Nowe restrykcje, które obowiązują od 27 marca, uderzyły m.in. w obiekty handlowe. Rząd zamknął duże sklepy meblowe i budowlane, a także centra i galerie handlowe z wyjątkiem sklepów spożywczych, aptek i drogerii, salonów prasowych oraz księgarni. Jednak kościoły pozostają otwarte, choć obowiązują w nich limity wiernych.
Ks.

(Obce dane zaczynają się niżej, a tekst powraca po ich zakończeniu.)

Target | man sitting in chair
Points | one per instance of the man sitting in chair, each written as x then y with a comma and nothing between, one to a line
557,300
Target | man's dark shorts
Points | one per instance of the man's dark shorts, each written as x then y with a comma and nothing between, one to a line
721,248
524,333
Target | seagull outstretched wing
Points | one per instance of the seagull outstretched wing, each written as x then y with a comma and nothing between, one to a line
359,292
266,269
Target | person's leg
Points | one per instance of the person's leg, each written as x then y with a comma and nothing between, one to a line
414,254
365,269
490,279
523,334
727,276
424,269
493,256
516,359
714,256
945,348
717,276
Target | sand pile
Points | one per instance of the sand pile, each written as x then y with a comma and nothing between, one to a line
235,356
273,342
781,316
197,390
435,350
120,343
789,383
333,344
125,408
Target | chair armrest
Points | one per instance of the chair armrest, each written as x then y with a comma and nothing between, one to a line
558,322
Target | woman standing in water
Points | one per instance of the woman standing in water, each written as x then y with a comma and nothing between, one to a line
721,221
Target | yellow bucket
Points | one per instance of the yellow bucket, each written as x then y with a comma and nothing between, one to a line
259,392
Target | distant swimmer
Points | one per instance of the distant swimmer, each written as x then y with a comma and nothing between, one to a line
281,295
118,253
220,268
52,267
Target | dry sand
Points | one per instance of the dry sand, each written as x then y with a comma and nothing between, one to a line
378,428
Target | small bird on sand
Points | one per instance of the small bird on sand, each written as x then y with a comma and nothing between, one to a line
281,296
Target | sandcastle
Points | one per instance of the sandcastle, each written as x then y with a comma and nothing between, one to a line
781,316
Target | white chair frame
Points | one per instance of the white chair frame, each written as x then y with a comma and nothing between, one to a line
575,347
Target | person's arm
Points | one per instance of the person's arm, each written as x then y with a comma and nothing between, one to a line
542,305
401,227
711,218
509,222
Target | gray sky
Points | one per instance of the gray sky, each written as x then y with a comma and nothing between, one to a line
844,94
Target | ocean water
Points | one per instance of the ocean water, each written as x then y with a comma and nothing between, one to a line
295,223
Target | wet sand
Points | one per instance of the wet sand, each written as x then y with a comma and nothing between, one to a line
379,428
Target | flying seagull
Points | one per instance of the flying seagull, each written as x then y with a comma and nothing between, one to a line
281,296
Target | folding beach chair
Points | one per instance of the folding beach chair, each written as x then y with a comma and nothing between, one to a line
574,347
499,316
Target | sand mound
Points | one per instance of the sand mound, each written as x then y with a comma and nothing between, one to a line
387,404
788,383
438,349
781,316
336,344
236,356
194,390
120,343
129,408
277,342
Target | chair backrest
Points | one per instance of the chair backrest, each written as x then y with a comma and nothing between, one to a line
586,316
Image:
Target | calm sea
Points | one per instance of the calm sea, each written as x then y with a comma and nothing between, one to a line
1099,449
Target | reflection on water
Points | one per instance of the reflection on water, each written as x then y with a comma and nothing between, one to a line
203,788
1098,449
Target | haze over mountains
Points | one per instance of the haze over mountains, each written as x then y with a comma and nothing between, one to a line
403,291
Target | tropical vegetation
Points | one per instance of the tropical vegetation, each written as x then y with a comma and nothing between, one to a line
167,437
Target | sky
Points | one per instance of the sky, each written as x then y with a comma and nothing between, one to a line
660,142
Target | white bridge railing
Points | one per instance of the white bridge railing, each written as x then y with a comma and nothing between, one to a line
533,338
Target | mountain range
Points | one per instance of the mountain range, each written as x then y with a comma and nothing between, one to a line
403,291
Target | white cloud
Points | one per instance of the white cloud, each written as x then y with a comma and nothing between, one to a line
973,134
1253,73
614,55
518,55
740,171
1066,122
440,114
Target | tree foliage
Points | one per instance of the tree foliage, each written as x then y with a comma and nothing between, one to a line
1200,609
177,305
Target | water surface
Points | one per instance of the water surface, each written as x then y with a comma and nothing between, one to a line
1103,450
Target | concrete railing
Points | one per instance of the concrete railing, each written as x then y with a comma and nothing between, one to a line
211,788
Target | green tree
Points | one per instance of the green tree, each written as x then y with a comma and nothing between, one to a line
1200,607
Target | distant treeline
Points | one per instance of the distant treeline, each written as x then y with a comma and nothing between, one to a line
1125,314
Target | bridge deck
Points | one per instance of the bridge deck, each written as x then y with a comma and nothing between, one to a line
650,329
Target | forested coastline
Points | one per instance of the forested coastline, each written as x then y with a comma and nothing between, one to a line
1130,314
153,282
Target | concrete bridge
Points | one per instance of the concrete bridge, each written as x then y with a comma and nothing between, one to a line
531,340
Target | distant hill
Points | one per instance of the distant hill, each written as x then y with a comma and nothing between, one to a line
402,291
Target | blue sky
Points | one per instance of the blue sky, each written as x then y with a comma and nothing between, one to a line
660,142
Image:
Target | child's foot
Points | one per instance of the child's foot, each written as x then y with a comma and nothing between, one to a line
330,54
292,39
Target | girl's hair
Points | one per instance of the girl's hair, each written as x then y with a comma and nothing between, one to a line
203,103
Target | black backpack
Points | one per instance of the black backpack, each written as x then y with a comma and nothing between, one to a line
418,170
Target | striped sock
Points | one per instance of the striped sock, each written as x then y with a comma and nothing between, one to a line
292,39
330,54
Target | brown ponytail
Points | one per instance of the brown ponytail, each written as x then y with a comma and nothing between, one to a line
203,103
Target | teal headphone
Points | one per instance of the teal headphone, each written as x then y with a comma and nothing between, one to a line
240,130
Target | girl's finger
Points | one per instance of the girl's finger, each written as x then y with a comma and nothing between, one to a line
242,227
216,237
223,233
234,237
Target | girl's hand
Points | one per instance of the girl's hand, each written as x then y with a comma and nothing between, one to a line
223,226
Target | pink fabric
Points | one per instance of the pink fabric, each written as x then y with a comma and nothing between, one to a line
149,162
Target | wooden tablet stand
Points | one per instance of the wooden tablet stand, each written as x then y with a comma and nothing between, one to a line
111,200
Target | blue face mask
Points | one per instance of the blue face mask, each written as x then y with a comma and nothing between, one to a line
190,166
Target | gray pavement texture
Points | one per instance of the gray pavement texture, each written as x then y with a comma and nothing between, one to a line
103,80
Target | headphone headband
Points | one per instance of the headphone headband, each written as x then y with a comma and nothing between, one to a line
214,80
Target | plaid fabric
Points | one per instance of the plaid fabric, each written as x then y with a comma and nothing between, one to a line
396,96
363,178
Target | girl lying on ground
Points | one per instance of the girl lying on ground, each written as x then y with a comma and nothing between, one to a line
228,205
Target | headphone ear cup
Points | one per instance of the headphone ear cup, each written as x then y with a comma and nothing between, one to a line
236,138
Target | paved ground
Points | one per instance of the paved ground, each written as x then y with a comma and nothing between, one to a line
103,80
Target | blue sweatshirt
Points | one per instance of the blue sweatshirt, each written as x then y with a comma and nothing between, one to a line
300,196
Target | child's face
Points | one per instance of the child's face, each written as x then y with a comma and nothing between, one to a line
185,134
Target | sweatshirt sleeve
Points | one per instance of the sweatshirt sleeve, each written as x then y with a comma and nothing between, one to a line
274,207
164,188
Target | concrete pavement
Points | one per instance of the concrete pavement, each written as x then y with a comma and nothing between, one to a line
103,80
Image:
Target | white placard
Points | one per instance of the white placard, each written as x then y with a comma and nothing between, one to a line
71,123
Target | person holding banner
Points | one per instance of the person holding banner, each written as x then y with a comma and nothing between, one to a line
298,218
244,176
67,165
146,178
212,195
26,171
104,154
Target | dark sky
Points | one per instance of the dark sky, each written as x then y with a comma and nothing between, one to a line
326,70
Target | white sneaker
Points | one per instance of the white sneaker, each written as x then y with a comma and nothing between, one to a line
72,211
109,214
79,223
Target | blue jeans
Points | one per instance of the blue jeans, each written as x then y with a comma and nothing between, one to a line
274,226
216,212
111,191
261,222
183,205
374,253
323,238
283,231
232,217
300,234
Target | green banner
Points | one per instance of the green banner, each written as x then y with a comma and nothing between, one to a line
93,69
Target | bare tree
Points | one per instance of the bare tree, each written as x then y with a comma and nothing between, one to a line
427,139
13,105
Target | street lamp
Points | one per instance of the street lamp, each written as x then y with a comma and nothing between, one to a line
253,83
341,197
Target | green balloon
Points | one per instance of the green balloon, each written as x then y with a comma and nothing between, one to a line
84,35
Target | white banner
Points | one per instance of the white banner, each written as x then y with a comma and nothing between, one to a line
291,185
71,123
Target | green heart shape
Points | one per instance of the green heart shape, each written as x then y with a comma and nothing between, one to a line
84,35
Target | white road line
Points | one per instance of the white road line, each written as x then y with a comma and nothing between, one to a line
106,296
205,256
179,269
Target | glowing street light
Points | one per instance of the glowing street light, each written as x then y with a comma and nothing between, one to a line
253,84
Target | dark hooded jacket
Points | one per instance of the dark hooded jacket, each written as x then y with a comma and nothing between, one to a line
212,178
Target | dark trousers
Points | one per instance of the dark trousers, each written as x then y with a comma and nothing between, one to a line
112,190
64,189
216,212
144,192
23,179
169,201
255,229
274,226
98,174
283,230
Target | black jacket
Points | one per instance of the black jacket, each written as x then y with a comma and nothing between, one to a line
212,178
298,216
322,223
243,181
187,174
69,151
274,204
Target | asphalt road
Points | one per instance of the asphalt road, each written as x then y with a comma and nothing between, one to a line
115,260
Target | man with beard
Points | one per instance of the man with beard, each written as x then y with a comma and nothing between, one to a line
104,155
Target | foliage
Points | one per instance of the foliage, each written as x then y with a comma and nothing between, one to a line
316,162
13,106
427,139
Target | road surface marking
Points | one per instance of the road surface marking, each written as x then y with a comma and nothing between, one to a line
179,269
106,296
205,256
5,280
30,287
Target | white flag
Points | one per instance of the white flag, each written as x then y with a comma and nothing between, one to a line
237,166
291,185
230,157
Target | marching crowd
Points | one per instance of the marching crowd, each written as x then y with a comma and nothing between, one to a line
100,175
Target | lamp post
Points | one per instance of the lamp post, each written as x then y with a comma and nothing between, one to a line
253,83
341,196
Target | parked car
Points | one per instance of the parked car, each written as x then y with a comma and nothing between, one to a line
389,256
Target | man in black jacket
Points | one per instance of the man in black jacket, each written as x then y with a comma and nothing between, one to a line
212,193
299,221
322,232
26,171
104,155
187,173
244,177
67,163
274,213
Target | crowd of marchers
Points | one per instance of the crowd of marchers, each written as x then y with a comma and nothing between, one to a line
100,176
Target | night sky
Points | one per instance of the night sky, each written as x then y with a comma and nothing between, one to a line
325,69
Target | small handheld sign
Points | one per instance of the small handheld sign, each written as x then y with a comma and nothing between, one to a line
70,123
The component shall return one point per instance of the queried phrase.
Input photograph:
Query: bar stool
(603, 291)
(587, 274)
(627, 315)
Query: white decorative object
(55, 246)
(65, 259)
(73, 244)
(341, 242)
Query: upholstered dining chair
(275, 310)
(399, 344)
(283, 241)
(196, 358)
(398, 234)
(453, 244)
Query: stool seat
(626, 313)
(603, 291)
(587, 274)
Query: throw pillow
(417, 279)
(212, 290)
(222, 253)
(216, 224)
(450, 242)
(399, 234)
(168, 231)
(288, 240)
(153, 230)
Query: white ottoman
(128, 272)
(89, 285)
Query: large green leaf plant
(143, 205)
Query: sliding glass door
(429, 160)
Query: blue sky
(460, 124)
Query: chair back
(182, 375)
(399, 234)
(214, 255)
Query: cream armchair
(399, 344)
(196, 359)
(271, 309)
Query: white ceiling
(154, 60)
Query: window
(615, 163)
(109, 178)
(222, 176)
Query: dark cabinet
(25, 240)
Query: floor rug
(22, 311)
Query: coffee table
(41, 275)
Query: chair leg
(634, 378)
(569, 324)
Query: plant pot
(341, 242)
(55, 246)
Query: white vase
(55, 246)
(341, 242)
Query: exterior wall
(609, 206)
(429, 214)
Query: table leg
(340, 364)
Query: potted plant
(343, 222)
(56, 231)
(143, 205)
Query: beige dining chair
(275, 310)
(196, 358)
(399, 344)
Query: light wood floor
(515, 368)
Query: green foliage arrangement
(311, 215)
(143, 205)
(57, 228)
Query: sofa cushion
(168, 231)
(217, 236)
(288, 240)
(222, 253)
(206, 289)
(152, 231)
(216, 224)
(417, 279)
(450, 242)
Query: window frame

Wojciech Lemański powiedział, że wiele osób chciałoby świętować Wielkanoc przy łagodniejszych obostrzeniach. Jednak z powodu obecnej sytuacji epidemiologicznej, nie będzie procesji i nie będzie całowania krzyża. - Ale to, że ktoś wejdzie do kościoła, pomodli się w Wielki Piątek i wróci do domu, to będzie forma udziału w świętowaniu - dodał ks. Lemański w programie "Onet Rano".
Duchowny skomentował również głosy, według których w kościele nie można zarazić się koronawirusem. - Może to zabrzmi bardzo ostro, ale głupich księży nie brakuje, tak jak nie brakuje głupich lekarzy, którzy zamiast uspokajać i nakłaniać do szczepień, straszą tych, którzy pytają o radę. Zdarzają się tacy lekarze, politycy, księża, ale też biskupi - powiedział ks. Lemański.
Wystarczy spojrzeć, jak wielu księży jest już po tamtej stronie i świętuje w Domu Ojca. Powinien być to dla duchownych kubeł zimnej wody
- dodał.
Na początku października 2020 roku, ks. Jan Karlak, proboszcz parafii św. Jana Pawła II w Nowym Targu przekonywał, że podczas mszy świętej wierni nie muszą zakładać maseczek. Ochronę przed zakażeniem koronawirusem miała zapewniać nowoczesna technologia amerykańskiej agencji NASA, która "neutralizuje 99,9% bakterii, wirusów i grzybów. - Nikt w naszym kościele nie może się zarazić ani grypą, ani COVID-em, ani bakterią, ani żadnym wirusem - mówił ks. Karlak, którego słowa cytuje podhale24.pl. Parafia Świętego Jana Pawła II w Nowym Targu poinformowała na Facebooku, że kościół otrzymał certyfikat "BEZPIECZNY KOŚCIÓŁ".